Le rendez-vous est désormais inscrit dans le calendrier des amateurs d’art comme un passage obligé. Ce 12 novembre à Casablanca, la CMOOA (Compagnie Marocaine des Œuvres et Objets d’Art) orchestre sa prestigieuse vente d’automne, promettant une traversée vibrante de la création marocaine et au-delà, entre patrimoine, modernité et fulgurances contemporaines. Une exposition publique, ouverte depuis le 29 octobre, donne déjà le ton de cette édition qui s’annonce remarquable par sa diversité et sa profondeur artistique.

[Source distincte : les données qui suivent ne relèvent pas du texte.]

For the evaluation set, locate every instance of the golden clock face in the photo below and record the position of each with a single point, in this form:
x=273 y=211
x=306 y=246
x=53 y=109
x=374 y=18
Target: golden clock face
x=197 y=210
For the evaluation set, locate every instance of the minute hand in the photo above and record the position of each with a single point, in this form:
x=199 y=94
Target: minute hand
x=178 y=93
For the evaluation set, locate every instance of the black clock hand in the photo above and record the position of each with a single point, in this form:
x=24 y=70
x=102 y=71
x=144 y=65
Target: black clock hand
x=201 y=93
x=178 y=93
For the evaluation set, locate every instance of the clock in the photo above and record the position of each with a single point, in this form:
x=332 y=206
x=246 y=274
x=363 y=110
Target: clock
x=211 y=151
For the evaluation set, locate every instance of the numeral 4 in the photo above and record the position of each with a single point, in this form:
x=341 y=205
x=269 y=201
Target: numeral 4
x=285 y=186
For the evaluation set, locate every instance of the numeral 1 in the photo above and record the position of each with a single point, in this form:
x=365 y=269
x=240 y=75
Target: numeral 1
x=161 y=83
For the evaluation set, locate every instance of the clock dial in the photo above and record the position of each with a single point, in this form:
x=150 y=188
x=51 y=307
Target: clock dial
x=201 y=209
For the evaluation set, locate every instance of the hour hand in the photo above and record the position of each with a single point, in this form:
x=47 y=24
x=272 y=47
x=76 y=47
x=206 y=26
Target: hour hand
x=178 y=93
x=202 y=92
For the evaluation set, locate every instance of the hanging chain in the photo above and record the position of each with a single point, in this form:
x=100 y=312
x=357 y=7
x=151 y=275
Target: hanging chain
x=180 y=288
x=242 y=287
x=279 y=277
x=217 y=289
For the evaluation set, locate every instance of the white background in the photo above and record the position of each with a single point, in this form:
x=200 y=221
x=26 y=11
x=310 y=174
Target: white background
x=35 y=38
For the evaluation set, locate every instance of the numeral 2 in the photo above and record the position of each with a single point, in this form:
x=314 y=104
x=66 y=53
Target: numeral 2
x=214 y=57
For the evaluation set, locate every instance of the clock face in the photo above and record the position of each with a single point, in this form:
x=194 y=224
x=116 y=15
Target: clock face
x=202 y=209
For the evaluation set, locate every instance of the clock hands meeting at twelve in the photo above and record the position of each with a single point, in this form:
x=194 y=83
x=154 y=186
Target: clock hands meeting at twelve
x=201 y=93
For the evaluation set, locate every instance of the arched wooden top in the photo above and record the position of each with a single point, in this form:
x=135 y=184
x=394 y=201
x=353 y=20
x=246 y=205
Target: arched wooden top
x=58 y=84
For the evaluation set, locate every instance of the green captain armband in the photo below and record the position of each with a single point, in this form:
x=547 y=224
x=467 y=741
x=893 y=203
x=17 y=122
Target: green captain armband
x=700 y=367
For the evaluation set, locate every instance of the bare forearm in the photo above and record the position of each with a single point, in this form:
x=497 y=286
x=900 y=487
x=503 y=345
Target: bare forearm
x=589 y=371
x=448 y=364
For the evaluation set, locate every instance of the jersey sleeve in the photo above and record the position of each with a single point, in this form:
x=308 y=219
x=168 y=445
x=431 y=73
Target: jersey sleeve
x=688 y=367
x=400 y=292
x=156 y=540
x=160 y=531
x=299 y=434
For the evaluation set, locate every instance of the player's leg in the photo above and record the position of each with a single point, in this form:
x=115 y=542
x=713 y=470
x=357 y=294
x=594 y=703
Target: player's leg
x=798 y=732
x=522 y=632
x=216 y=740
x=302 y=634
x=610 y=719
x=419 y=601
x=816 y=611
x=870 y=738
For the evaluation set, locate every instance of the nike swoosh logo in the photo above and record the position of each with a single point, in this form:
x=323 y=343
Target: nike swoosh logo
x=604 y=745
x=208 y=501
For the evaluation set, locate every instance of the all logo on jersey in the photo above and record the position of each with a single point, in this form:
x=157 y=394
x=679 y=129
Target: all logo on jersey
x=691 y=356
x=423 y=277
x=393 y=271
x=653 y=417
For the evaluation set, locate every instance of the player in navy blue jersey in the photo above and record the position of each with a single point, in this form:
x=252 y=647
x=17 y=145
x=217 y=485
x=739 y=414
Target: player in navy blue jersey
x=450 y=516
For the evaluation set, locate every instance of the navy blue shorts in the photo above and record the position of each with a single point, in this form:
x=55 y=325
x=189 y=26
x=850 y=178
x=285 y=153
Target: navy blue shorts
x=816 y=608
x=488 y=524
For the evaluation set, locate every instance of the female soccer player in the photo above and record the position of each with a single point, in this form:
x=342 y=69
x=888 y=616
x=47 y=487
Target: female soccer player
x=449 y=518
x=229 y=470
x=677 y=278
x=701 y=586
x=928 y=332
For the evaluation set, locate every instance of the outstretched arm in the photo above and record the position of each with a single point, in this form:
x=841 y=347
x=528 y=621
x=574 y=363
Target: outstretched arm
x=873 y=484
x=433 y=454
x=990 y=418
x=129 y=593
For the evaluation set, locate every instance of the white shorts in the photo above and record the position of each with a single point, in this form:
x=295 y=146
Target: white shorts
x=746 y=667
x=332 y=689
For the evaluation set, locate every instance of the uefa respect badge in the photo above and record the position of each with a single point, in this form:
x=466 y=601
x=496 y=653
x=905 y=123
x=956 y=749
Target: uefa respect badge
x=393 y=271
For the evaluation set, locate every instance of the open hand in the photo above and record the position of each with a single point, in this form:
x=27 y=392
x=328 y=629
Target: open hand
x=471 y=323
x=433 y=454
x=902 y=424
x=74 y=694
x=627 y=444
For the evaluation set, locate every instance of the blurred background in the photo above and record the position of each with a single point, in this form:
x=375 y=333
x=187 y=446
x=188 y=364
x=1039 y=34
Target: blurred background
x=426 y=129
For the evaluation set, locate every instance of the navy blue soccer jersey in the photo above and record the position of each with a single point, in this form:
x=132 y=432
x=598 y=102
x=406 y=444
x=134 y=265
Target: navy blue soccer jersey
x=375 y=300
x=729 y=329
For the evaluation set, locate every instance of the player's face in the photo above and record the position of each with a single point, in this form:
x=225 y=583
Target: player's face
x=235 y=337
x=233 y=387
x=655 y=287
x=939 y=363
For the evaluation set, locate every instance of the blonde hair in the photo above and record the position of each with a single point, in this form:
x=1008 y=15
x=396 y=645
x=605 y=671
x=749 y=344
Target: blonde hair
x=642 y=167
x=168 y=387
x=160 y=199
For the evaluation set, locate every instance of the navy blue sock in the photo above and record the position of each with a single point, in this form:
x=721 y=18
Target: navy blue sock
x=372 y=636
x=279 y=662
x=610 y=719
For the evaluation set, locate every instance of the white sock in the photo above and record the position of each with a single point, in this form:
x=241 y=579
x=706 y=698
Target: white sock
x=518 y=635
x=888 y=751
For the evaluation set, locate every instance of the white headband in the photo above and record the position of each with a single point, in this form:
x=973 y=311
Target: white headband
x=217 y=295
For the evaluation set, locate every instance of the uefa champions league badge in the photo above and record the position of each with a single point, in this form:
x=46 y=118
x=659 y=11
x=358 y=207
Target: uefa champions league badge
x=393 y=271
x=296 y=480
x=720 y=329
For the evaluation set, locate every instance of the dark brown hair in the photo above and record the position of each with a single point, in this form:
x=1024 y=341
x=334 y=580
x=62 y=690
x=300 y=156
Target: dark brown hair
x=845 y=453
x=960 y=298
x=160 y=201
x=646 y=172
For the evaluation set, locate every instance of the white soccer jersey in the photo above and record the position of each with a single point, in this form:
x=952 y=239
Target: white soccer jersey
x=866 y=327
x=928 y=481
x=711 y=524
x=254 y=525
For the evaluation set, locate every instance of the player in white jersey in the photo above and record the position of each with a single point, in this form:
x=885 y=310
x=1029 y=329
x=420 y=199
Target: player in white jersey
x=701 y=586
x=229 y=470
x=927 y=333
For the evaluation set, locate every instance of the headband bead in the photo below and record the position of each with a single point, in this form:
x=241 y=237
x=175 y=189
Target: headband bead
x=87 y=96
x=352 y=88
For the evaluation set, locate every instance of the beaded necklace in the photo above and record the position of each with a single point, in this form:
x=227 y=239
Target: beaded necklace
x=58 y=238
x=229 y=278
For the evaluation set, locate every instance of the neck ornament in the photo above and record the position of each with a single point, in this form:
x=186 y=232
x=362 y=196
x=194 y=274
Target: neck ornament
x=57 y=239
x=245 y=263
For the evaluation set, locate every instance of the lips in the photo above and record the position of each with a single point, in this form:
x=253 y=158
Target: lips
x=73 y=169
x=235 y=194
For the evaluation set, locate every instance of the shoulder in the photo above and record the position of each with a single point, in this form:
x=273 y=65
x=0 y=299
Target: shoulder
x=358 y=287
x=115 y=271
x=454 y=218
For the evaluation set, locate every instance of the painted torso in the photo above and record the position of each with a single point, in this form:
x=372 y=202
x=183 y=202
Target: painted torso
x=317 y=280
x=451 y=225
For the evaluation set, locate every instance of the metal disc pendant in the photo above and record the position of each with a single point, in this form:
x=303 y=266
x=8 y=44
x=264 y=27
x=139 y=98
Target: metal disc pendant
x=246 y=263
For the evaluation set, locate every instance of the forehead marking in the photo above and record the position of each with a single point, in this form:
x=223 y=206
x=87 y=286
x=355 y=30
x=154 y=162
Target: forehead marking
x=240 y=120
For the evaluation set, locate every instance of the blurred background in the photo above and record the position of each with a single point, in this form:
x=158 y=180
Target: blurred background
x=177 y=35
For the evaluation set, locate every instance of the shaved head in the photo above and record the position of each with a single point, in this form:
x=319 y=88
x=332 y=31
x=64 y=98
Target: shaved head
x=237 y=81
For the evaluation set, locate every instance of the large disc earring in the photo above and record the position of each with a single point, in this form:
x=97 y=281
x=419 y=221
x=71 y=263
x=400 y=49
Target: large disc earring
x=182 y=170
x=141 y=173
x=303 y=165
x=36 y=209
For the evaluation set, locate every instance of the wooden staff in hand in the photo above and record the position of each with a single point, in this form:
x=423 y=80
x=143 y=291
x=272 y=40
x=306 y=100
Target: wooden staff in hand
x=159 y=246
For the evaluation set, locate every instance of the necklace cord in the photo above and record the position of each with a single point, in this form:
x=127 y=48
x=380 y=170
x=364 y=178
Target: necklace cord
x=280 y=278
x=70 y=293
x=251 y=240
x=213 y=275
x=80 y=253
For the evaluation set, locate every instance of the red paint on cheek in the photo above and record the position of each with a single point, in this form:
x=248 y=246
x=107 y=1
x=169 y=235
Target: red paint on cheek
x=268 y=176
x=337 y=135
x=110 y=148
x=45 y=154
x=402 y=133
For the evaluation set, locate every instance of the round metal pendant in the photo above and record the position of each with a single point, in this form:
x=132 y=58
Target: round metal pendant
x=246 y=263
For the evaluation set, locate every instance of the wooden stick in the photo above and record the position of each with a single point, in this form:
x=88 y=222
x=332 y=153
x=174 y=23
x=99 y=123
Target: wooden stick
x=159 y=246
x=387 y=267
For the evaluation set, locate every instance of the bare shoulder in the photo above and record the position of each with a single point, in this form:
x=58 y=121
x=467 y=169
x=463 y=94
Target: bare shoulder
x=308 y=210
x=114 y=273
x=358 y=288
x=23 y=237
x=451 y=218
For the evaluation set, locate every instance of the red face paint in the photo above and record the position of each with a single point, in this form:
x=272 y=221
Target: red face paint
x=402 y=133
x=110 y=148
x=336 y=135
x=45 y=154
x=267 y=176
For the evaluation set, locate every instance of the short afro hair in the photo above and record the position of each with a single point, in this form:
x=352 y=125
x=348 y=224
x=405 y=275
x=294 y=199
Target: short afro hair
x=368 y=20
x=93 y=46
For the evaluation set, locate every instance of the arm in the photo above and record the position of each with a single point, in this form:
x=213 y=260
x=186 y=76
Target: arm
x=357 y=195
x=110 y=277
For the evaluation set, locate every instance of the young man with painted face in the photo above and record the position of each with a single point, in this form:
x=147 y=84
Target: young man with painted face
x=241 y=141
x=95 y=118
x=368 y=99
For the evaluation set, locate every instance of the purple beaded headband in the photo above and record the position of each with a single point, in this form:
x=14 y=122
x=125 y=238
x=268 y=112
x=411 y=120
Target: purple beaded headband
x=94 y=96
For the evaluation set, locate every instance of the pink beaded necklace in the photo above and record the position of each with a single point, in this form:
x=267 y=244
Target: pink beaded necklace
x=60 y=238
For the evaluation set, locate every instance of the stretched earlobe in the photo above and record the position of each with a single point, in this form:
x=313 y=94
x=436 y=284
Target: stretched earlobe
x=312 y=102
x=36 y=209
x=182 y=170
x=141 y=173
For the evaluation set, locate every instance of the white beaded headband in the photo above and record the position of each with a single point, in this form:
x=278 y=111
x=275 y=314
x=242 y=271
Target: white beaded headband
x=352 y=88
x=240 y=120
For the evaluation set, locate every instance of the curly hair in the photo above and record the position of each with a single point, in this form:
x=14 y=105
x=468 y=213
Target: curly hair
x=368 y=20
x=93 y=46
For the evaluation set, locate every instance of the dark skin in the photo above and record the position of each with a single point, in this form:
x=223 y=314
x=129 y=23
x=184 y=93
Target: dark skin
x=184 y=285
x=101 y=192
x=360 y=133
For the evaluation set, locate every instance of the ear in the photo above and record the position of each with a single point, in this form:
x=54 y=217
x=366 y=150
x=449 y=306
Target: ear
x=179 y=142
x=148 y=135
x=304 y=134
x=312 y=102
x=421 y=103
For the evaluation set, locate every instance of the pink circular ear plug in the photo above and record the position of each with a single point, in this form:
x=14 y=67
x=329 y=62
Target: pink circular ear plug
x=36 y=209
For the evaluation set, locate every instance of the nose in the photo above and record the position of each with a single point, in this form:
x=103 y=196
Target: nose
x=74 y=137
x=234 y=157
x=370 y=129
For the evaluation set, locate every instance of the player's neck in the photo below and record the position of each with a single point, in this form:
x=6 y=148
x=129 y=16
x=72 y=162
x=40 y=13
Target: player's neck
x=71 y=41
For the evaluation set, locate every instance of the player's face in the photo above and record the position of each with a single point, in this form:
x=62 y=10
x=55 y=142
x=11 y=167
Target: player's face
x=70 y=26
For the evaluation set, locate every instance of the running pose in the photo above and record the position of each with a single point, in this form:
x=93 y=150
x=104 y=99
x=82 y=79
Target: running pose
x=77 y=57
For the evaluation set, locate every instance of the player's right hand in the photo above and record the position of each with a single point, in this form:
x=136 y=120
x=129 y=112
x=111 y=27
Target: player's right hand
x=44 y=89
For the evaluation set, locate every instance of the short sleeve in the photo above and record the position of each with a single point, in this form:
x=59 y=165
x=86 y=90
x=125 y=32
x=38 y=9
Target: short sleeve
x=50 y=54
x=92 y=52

Dès les premières pages du catalogue, le dialogue entre générations saute aux yeux. Les grands maîtres du modernisme marocain sont largement représentés, à commencer par Farid Belkahia, dont plusieurs lithographies historiques et une gouache rare de 1964, Rythmes, témoignent de la puissance formelle et philosophique de son œuvre. À ses côtés, Mohammed Chabâa, Jilali Gharbaoui et Ahmed Yacoubi rappellent combien la scène marocaine des années 60-70 fut foisonnante, visionnaire, et résolument engagée dans une esthétique de rupture.

   

Mais cette vente ne s’enferme pas dans le souvenir. Elle rend également hommage à des figures plus récentes et à des langages visuels nouveaux. Mahi Binebine, dont les œuvres ont récemment intégré les collections du Smithsonian à Washington et du Pérez Art Museum Miami, est ici représenté par deux pièces puissantes mêlant cire et pigments. Plus loin, les pastels d’Étel Adnan captent avec sensibilité les modulations intimes de la couleur, et les œuvres lumineuses de Lalla Essaydi et Youssef Nabil ouvrent une fenêtre sur la photographie contemporaine à résonance internationale.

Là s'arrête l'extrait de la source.